Desde esta perspectiva, cada obra de teatro que aborda la época dictatorial se constituye en un acto performativo de memoria, una suerte de reservorio de memorias afectivas, escénicas, sensibles, en el sentido en que lo entiende Rancière (2010), es decir, en tanto fijación de un común repartido y unas partes exclusivas, como división de los espacios, de los tiempos, de las formas de actividad y de los modos de hacer, de lo visible y lo invisible, de la palabra y el ruido, de lo que define a la vez el lugar y el dilema de la política como forma de experiencia. Cada obra es un acto específico de memoria teatral en relación al terrorismo de Estado, una suerte de acto estético en tanto configuración de la experiencia que da lugar a nuevos modos del sentir y que induce nuevas formas de subjetividad política, teniendo en cuenta que el teatro es capaz de perturbar la división de identidades, actividades y espacios claramente delimitados y establecidos en el espacio común de una sociedad determinada.

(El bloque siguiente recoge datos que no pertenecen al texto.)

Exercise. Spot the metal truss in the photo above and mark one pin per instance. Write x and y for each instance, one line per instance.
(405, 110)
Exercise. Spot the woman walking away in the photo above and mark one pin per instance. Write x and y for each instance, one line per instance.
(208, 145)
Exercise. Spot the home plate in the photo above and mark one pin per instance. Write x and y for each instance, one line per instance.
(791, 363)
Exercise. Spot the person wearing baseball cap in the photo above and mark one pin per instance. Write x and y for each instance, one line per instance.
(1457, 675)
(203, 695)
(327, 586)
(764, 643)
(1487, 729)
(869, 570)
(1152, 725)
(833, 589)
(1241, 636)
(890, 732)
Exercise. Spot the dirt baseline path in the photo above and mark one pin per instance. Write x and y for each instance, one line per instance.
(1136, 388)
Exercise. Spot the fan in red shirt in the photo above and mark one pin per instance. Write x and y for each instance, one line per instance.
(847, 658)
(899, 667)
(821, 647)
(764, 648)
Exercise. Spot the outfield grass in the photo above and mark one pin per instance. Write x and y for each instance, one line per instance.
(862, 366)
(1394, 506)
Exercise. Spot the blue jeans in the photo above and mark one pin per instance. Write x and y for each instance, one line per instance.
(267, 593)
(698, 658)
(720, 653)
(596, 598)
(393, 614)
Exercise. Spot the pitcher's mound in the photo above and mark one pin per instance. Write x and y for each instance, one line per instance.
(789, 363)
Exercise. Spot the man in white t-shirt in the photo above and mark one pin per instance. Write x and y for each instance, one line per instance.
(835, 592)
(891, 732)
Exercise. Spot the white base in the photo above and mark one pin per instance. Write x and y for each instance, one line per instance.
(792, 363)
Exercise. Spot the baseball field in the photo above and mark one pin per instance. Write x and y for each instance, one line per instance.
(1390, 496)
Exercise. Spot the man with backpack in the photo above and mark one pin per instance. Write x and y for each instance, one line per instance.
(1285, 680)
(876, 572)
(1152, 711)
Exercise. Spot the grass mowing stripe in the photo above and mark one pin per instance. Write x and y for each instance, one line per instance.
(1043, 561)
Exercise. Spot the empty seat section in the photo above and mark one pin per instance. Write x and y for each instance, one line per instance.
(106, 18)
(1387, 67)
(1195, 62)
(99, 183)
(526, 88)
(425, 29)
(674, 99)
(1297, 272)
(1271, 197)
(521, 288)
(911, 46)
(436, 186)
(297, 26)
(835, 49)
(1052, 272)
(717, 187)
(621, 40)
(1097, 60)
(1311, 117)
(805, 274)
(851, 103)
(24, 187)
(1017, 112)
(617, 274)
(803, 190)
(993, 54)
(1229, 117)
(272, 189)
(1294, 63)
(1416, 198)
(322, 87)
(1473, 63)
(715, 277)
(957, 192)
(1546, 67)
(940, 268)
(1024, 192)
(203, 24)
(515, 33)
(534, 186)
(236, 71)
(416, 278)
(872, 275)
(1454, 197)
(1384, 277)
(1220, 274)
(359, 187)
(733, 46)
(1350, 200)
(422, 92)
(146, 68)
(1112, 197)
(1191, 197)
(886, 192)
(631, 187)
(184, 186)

Alfonso de Toro en su artículo: “Memoria performativa y escenificación: ‘Hechor y Víctima’ en El desierto de Carlos Franz”, desarrolla una categoría similar, pero al mismo tiempo sustancialmente diferente en aspectos significativos, con respecto a la que abordamos en esta tesis. De Toro se refiere al concepto de “memoria performativa” y sus diversas “escenificaciones” como el término más adecuado para describir los diversos procesos tanto históricos como individuales o colectivos, en particular en lo que se refiere al pasado traumático. En el mencionado artículo, lleva adelante el análisis de la novela El desierto, del escritor chileno Carlos Franz. Ese texto le sirve para reflexionar sobre las modalidades que asumen las memorias a la hora de recordar el traumático pasado reciente. Para de Toro, tanto las memorias individuales, como las colectivas y culturales operan “como instrumentos mediático-performativos y translatológicos como un nuevo paradigma transdisciplinario para enfrentarse al pasado, haciendo posible el presente y el futuro de muy diversas perspectivas” (de Toro-2011). Desde esta posición, la memoria no funcionaría a partir de la reconstrucción de experiencias históricas, ya sean personales o colectivas, sino como construcciones “que cada vez son reactualizadas y recodificadas por cada escenificación, performancia y translación” (de Toro-2011). Este autor desarrolla así una concepción de la memoria “como algo performativo y nómada, dinámico y productivo” (de Toro-2011). Memorias performativas que sólo pueden ser subjetivas, llenas de lagunas, rupturas y vacíos. De Toro diferencia entre memoria y recuerdo, e incluye dentro de este último a lo que él denomina “performancia” o “escenificación”. Distingue así entre la memoria como sistema, en tanto “recipiente de acontecimientos vividos, experimentados o recibidos por diversas fuentes y el recuerdo que es la actualización, la puesta en marcha del proceso de memoria, su performancia y escenificación individual o colectiva, la concretización de objetos que se encuentran en el recipiente “memoria” (de Toro-2011). La memoria performativa se encuentra aquí vinculada al recuerdo, mientras que en nuestro caso estas memorias operan en la propia matriz de inscripción de los acontecimientos teatrales. Las memorias performativas no son recuerdos, sino que ellas mismas constituyen pensamiento teatral puesto en acción, en el marco de una obra, un acontecimiento escénico o una performance.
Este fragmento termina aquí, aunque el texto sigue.